No player who has said and done these things is qualified to take a big lead at one of the Grand Slam events, then protect it all the way to the house. No chance.

It will take some unscripted drama, game-changing weather, maybe an unexpected gift from the golf gods who have allegedly rooted against him. McIlroy broke off his engagement to Caroline Wozniacki over the phone? Maybe Rory deserves one of those bad Garcia bounces this time.

McIlroy, 25, has already won a U.S. Open and a PGA Championship, both by eight-shot margins. Garcia acknowledged Friday that the kid is a great player, but added: "When it plays tough like this, anything can happen out there. So we'll see."

Garcia had just backed up his 4-under 68 with a 2-under 70, and backed it up in style. Just as he did at Hoylake in 2006, Garcia holed out at No. 2 for eagle. He used a 9-iron with the wind from 175 yards in '06, and a 6-iron against the wind from 162 yards Friday.

He spoke of summoning sweet Royal Liverpool memories, and of the love he always feels from the Open Championship crowds. "It's great to be able to feel that," Garcia said. "I'm going to do my best to try to win for myself, but also for them. They deserve it."

Though he owns top-5 finishes in every major, Garcia has more top-10s in the Open Championship (seven) than at any of the other three.

"I've always enjoyed these kind of courses," he said of the links, "and this kind of playing, when you have to think outside the box. It's our own major in Europe, so growing up watching it, seeing Seve [Ballesteros] winning it."

Garcia had just watched the new film on Ballesteros' life, and said he was inspired by his countryman all over again. One of the greatest shot-makers ever, and a winner of five majors, Seve has been a tough standard for Sergio to match, for anyone to match.

Garcia doesn't have to worry about that anymore. He merely needs to win one major, not five, to drastically alter the way golf fans will remember his career.

He'll need some help at Royal Liverpool, as in a lot. He'll need Saturday's forecast storms to blow McIlroy's lead out to sea, and he'll need to embrace the weather, which he didn't do as a younger man at the 2002 U.S. Open, when he complained that the USGA let him compete in the kind of rain that would've guaranteed a suspension of play if Tiger Woods were on the course.

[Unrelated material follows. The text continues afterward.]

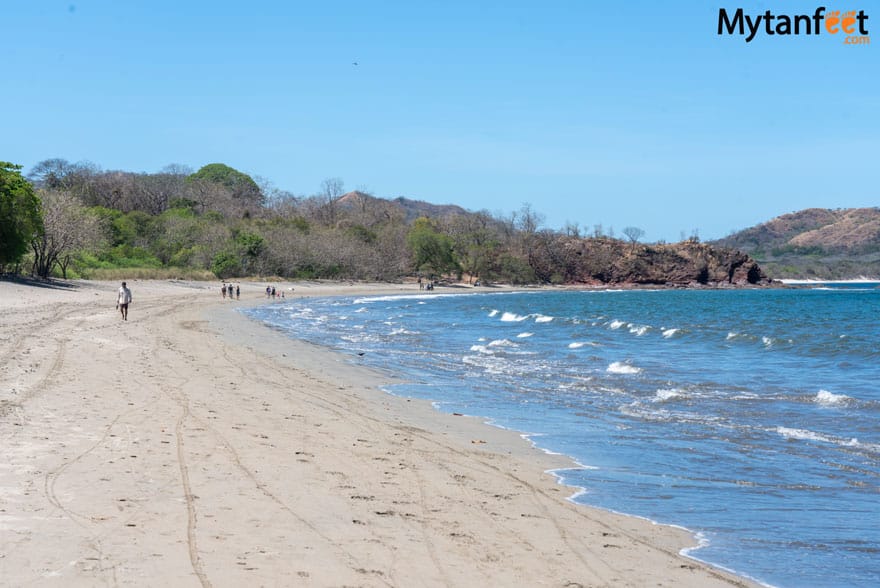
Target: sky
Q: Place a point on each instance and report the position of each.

Garcia has never escaped the shadow of Woods, the 14-time major winner, and Sergio's racial remark last year at a European Tour dinner did nothing to improve their non-relationship. As Garcia was conducting his post-round news conference Friday, Woods suddenly popped up on a TV screen a few feet away, standing over the birdie putt that would spare him from missing the cut.

As it turned out, Garcia's own birdie at No. 18 was far more meaningful.

"It's great to be there," he said, "and I'll be ready to shoot a good round tomorrow to make sure we keep ourselves in contention."

Only this isn't about contention anymore for Garcia. This is about placing first at last, and figuring the whole thing out over the next 36 holes from 6 shots back.

Deep down, nobody expects Garcia to pull this off, including those living in the Garcia household. But this is how a scarred 34-year-old man wins a major -- on the same kind of wild and crazy whim that compelled a 19-year-old kid with his eyes closed to hit a forever shot from behind a tree.